# hopeless



## NOWHERELEFT2TURN (Feb 24, 2011)

Hello everyone. im new to this forum so please be patient. ive read many of your posts and my heart goes out to you all. i was relieved to find a forum where i could put my feelings out there with others who could relate. it is a good feeling to know there are poeple i can relate to. I have been married for a few years now to a man who i had thought was the perfect person for me. he is a very good person in so many ways. He works in law enforcement and is also in the military and has served his country and i am greatful for so many of the men and women in the world like him who protect our lives each day. he is a very respected person in our community and well deserving of it. 

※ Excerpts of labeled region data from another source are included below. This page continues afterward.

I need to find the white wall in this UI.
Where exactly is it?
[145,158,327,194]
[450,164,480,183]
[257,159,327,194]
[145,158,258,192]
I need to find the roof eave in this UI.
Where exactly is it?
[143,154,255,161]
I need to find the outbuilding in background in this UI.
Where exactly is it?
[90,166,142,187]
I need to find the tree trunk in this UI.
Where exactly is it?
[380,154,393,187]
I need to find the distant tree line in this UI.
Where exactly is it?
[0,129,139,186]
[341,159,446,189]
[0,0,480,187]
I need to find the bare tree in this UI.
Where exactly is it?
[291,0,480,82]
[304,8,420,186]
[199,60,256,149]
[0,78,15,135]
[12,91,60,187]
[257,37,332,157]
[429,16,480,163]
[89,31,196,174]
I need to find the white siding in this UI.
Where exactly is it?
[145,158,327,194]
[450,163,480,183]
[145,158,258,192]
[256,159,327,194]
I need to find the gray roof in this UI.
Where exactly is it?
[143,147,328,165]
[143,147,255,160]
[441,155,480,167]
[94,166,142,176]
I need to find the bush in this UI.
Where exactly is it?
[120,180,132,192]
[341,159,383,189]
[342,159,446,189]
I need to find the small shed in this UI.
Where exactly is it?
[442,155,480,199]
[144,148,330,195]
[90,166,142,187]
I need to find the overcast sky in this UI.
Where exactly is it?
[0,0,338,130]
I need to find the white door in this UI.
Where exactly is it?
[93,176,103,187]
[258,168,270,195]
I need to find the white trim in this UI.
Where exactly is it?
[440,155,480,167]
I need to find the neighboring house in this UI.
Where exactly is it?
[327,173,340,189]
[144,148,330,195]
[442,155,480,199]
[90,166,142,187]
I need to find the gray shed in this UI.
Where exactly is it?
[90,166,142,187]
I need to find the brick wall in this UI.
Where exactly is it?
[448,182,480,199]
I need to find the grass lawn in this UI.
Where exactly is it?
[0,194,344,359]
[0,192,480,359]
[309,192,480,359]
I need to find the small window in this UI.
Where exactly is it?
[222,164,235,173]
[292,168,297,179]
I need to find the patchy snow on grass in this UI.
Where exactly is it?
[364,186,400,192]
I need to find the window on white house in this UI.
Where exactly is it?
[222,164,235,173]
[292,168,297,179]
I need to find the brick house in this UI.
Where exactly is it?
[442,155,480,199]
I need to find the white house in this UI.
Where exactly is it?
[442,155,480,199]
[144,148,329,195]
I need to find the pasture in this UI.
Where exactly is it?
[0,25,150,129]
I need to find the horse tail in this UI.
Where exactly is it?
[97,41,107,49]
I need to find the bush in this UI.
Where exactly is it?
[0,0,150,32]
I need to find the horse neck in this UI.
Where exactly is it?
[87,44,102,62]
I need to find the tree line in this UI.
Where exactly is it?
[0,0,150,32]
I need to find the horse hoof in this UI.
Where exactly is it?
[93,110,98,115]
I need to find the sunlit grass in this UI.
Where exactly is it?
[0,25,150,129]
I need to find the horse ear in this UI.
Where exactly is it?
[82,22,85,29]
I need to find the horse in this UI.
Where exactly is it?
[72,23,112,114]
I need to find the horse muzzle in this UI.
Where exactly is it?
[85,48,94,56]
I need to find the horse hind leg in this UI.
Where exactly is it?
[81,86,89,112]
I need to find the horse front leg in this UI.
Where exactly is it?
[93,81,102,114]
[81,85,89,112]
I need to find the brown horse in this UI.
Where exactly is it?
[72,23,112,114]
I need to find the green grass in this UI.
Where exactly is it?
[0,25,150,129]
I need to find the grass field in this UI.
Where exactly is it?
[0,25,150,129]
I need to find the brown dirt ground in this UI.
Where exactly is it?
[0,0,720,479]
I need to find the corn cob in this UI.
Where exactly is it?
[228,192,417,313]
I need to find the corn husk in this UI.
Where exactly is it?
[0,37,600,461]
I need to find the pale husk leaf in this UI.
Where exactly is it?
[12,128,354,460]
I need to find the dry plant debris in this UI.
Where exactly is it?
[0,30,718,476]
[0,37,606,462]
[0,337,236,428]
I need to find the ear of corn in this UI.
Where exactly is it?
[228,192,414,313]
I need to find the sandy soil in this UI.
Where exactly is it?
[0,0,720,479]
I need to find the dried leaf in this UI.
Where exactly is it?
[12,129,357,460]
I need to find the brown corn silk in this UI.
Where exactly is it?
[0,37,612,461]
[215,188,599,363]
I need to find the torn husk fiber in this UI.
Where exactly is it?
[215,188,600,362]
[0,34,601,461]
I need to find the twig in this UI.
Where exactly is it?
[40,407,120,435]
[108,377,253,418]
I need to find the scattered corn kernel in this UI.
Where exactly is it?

Our marriage is not as great. Im not the kind of person to put all the blame on him or to try and feel sorry for myself and out of pity just say its all my fault and i will take the blame. i do feel everything has two sides and in saying that it doesnt always mean that both sides are equally guilty. I do love him very much and im sure i will until the day i take my last breath. I will start with me first since im far from perfect, i do have an issue with anger and i do let things come out of my mouth before they should when i get mad that i really didnt mean to come out the way they do. I was diagnosed by a family doctor as being bipolor and put on a mild dosage of medication and also an anti depressant for it. Although i trust my doctor he is only a family doctor and i have never been to a therapist or anyone else to be evaluated for this. i honestly cant afford to be back and forth to doctors all the time. my mother and sister do suffer with severe depression and have for years and my mother had a nervous breakdown years ago.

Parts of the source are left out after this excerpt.